By lunchtime yesterday I had given up watching the broadcast of the 2020 Summit in Canberra. Call me a sucker for punishment, but I couldn’t resist watching some more in the afternoon.
You’ll be relieved to know that the paint did dry and the grass did grow as I persevered. You know how it is. You keep watching a boring programme because it’s gotta improve. Well, it didn’t. Perhaps there were some sparks of intelligent debate in the smaller discussion groups, but the TV channels chose to jump from one introductory speech to another. We heard introductions, directions and orders to hurry up and speak. No loitering in the corridors, please.
There was a common thread in all the introductions. The chairs and co-chairs gave long-winded speeches about how crucial it was to be brief and to the point. And then they proceeded to explain why. These intros cut into precious time and sadly, that’s all the TV audience was allowed to view. The interesting bits in which submissions were discussed were not screened. The order of the day was speed. “Give us your ideas and be quick about it or else.”
At the end of the sessions there were speeches again by the chairs of each group. And then the delegates were sent away with a homework assignment. They had to write down the five best ideas in preparation for the next day, today. So regimented and with such a sense of urgency that I thought I was watching the coming Olympics.
How can something that is so urgent be boring as well? Well, I had the impression that there was a lot of “to-ing an fro-ing” but not much substance. Like watching the March hare, actually.
But nobody can blame the group organisers. They had to produce summaries of great ideas which had hardly been discussed.
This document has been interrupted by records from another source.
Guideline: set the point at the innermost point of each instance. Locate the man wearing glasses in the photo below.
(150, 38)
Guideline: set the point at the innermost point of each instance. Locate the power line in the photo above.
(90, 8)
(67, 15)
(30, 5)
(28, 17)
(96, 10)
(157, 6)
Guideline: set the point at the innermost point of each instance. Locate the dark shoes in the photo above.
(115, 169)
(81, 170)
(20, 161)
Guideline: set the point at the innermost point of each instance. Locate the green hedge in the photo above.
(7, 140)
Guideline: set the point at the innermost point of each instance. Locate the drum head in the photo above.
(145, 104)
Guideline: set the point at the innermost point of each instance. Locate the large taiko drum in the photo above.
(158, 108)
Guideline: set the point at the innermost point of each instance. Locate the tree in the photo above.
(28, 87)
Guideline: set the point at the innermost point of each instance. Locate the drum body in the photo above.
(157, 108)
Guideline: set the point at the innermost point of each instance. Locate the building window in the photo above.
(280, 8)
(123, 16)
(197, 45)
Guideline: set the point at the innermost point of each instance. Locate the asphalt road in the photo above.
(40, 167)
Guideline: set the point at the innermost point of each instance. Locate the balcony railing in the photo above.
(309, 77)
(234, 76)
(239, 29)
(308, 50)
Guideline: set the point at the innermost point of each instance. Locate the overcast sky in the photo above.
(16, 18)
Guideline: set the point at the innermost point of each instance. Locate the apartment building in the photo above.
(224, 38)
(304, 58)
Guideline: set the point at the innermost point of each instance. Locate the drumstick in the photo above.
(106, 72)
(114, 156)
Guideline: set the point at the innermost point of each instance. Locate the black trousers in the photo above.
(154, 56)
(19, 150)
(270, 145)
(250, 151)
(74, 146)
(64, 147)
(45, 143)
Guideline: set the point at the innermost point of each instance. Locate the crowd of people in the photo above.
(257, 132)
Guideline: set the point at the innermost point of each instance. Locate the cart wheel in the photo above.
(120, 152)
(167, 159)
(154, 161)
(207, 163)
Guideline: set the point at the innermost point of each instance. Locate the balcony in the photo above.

It’s ironic that the motto for the summit was “THINK BIG” when it should have been “TALK FAST”.
So what do I remember from the first broadcast? Well, there were charts to be filled in. Quick talking by everybody. Delegates being herded in and out of venues.
It was a bit of a blitzkrieg, really. The day was over and I wondered what it was all about. The fun fair continues today and I think that for one person, the 2020 Summit will have served its main purpose.
This person could teach Paris Hilton a thing or two about publicity. Nobody does it better than Kevin, our Prime Minister for all seasons.
Prime Minster Rudd will certainly continue his self-promotion campaign on Day Two of the Summit. He has already conquered the world with his knowledge of Mandarin. Wow! Imagine a Western politician who can speak Mandarin? (so can my blond Aussie daughter-in-law, by the way. Not to mention a former politician, Arthur Caldwell who studied Chinese when it wasn’t so acceptable to Australians)
So now there will be thousands of photo records of Kevin in his “Listening to the People at the Summit” hat.
He can live off that for a while, and distract us from high interest rates, a looming recession, high petrol prices and a sick health system. So far he has made with the mouth in two languages and his slogans could easily fill our empty dams.
Will he ever return to Earth and get down to the business of governing this country? I doubt it. Not while the circus is in town.
The following is part of my son, Joshua’s, tongue in cheek contribution to the Productivity Group:-
The best part for me was when I decided to get more ambitious and put forward that perhaps our goal should be to put an Australian on Mars by 2020. When queried about the cost, I elaborated that it was not part of the goal to bring them back — that was the expensive bit. But let’s face it, if that idea gets up it will have the quality of being new!
In my humble opinion, therefore, the Prime Minster should start learning Martian right now.